While diving to the sandy bottom for driftwood sticks I tossed in front of me on my swims, I stopped to pay close attention for the first time to something I surely have seen hundreds of times: The play of sunlight refracted by the waves over the furrows of submerged sand. A series of freeze frames would have given me a better look, but I decided that, in real time, it brought to mind the idea that far away – maybe at the Picture Rocks at Munising — someone was weaving a huge loosely knit afghan with the glowing golden thread that was shifting beneath me.

The ancient boulders that dominate other sections of the lake bottom are darker and more foreboding. Tough enough to endure the forces of the lake, the largest look to be covered with the skin of aged elephants that might one night roll over in their sleep and crush the homes comfortably tucked in between them.

On a walk up and down the beach just before a glowing cloudless sunset, I trailed behind and watched the gentle waves erase the footprints of my brother, three years older, as he walked in front of me. It was a natural reminder of our ultimate comings and goings and of all whose feet made temporary impressions on the sand here.

But this land of pasties and cardamom bread, Trenary toast and coffee that are the pleasures of life, the pines also exhale a steady scent of peace. When the jet skis are and power boats are not on the water, it would be possible to hear the exhale were it not for the sound of gulls arguing in the distance like ill-tempered Tweeters.
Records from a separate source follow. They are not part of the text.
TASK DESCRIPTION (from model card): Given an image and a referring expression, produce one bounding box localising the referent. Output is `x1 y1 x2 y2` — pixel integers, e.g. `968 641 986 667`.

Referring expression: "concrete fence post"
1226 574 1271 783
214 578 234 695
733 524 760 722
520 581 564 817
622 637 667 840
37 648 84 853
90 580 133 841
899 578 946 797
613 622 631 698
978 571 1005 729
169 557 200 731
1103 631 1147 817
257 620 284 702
By the time this column appears I’ll be home again, this brief pilgrimage ended. But I’ll take with me the image of the U.P. coastline as seen from a floating kayak; the chill feel of the Lake Superior water half a dozen feet under the surface; a small sample of the colored and speckled rocks from the beach at Partridge Island; and the sense that I skim the surface of a planet even more ancient and deeply mysterious as this big, cold lake.